Essentially the Surface Hub is a Windows 10 computer with a huge touch display. The company maintains that the unit can replace typical conference room collaboration tools such as a speaker phone, video conference system and projector normally purchased and installed separately. The Surface Hub also does videoconferencing in addition to in-person collaboration. “You can compare it to Cisco telepresence or HP telepresence, which is more expensive,” says J.P. Gownder, an analyst at Forrester Research. “It’s fairly inexpensive, because you’re solving that problem on some level, as well as the collaboration piece.
”The Surface Hub will come bundled with several Microsoft applications. According to the company, the platform includes support for Skype for Video for teleconferencing, and OneNote will, of course, be available so users can take notes on the screen. Microsoft Office will also come bundled.
The Surface Hub will run all current Windows-compatible apps and Microsoft has said that customers will be able to develop custom applications for the device. Look for the application-development aspect of Surface Hub to win over some hard-to-sell customers.

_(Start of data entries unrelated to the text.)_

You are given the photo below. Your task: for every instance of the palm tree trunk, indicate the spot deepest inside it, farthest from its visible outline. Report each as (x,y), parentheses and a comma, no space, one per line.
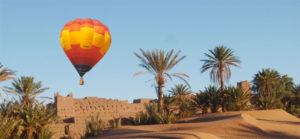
(160,97)
(222,87)
(29,133)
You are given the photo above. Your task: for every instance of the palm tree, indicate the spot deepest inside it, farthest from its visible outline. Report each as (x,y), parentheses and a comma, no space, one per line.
(159,63)
(5,74)
(219,61)
(27,89)
(264,80)
(236,98)
(209,98)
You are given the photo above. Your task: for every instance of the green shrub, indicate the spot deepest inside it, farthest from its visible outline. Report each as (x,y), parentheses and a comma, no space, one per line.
(211,98)
(152,116)
(94,126)
(116,123)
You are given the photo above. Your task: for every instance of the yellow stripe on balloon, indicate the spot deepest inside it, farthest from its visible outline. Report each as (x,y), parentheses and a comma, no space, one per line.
(106,43)
(87,34)
(64,39)
(98,40)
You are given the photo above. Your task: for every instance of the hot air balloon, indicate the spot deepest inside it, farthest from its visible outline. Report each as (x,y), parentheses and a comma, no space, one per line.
(85,42)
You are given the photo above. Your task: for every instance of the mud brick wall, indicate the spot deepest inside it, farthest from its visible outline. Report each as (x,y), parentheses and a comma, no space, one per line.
(74,112)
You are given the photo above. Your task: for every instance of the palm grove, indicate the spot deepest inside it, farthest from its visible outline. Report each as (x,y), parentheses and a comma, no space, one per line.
(25,116)
(270,90)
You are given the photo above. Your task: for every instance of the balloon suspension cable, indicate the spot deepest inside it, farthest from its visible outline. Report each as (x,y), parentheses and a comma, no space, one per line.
(81,82)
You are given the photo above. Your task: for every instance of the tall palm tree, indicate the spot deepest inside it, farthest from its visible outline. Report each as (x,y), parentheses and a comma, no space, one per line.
(26,89)
(264,81)
(5,74)
(219,61)
(159,63)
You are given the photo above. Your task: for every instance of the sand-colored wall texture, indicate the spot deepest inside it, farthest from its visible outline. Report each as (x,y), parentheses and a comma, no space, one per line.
(74,112)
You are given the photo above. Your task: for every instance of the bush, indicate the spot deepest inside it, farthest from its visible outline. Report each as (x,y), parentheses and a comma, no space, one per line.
(152,116)
(95,126)
(116,123)
(21,118)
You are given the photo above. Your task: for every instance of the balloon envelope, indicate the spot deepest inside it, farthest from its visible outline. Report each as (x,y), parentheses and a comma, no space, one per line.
(85,42)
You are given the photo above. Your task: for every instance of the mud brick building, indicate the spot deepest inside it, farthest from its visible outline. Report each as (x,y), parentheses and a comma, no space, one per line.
(74,112)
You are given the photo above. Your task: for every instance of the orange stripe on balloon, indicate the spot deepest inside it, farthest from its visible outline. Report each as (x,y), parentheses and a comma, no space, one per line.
(80,56)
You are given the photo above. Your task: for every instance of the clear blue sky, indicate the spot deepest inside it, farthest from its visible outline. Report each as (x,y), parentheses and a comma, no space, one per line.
(265,34)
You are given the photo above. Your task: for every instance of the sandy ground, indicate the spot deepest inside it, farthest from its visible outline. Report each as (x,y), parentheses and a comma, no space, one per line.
(265,124)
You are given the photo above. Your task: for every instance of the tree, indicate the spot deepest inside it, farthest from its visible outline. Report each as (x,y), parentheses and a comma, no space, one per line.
(273,90)
(219,61)
(26,89)
(159,63)
(5,74)
(236,98)
(209,98)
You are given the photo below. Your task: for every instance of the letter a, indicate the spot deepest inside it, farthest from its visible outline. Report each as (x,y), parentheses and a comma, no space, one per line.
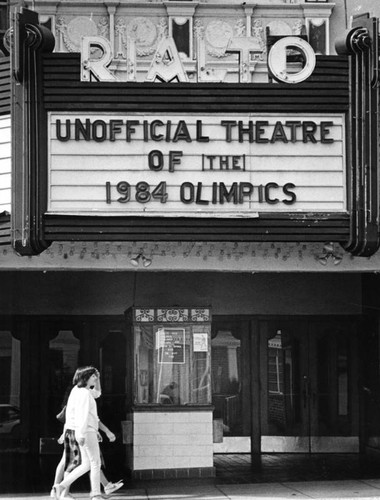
(96,68)
(166,65)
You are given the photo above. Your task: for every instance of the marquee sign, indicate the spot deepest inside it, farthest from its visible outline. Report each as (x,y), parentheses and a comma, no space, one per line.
(124,160)
(201,165)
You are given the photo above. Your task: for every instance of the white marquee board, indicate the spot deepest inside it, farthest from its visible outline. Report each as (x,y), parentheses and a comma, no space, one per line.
(199,165)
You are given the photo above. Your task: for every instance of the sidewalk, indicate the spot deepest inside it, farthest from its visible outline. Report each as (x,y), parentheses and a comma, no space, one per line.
(321,490)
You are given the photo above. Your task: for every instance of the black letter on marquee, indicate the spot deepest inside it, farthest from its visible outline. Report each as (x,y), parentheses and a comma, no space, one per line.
(268,199)
(156,154)
(190,186)
(58,131)
(292,195)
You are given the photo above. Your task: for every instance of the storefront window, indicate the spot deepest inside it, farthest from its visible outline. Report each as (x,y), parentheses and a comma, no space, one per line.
(226,385)
(172,364)
(9,384)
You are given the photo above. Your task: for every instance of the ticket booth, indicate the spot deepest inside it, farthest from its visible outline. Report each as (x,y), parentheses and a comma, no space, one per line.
(170,419)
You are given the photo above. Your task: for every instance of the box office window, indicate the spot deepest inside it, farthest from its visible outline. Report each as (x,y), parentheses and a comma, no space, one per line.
(172,364)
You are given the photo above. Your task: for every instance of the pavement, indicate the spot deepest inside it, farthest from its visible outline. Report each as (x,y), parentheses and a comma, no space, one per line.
(321,490)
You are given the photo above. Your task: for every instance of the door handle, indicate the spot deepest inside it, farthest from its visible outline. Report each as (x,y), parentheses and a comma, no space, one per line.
(306,390)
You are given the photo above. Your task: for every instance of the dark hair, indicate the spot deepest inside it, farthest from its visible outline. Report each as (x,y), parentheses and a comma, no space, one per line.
(82,375)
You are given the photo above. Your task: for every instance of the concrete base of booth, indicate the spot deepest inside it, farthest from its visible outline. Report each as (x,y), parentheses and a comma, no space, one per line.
(196,472)
(175,442)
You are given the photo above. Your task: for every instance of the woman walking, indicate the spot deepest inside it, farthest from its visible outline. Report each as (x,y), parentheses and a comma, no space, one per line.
(81,428)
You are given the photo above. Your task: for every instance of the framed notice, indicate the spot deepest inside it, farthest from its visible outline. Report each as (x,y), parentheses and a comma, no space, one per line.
(200,342)
(170,343)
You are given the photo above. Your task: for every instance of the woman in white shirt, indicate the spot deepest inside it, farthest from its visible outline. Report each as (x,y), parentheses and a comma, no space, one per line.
(81,428)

“I’ve been working on product development around productivity since 1993," says Mike Angiulo, who, as Microsoft's corporate VP for hardware. “If I think about what’s changed in terms of individuals doing work, your ability to create and communicate has gone up exponentially, with PCs and mobility and phones. But the conference rooms are exactly the same as they were when I started. They’re like time capsules. There’s a projector, there’s a whiteboard, there’s a conference phone.”
With the Surface Hub's collaborative tools, Microsoft is making an ambitious attempt to move those time capsules into the present day. Which is not anything like a guarantee that it will be successful. In 2002, for instance, the company launched Tablet PCs and said it expected them to displace conventional laptops within a half decade; they didn't. And its first foray into multi-touch computing—2007's original Surface, which built a computer into a table for use in retail environments—didn't go anywhere.
Still, no matter how the market responds to the Surface Hub, the fact that Microsoft is behind it raises the stakes far beyond anything attempted in the past.
Surface Hubs will be manufactured in Microsoft's Wilsonville, Oregon factory.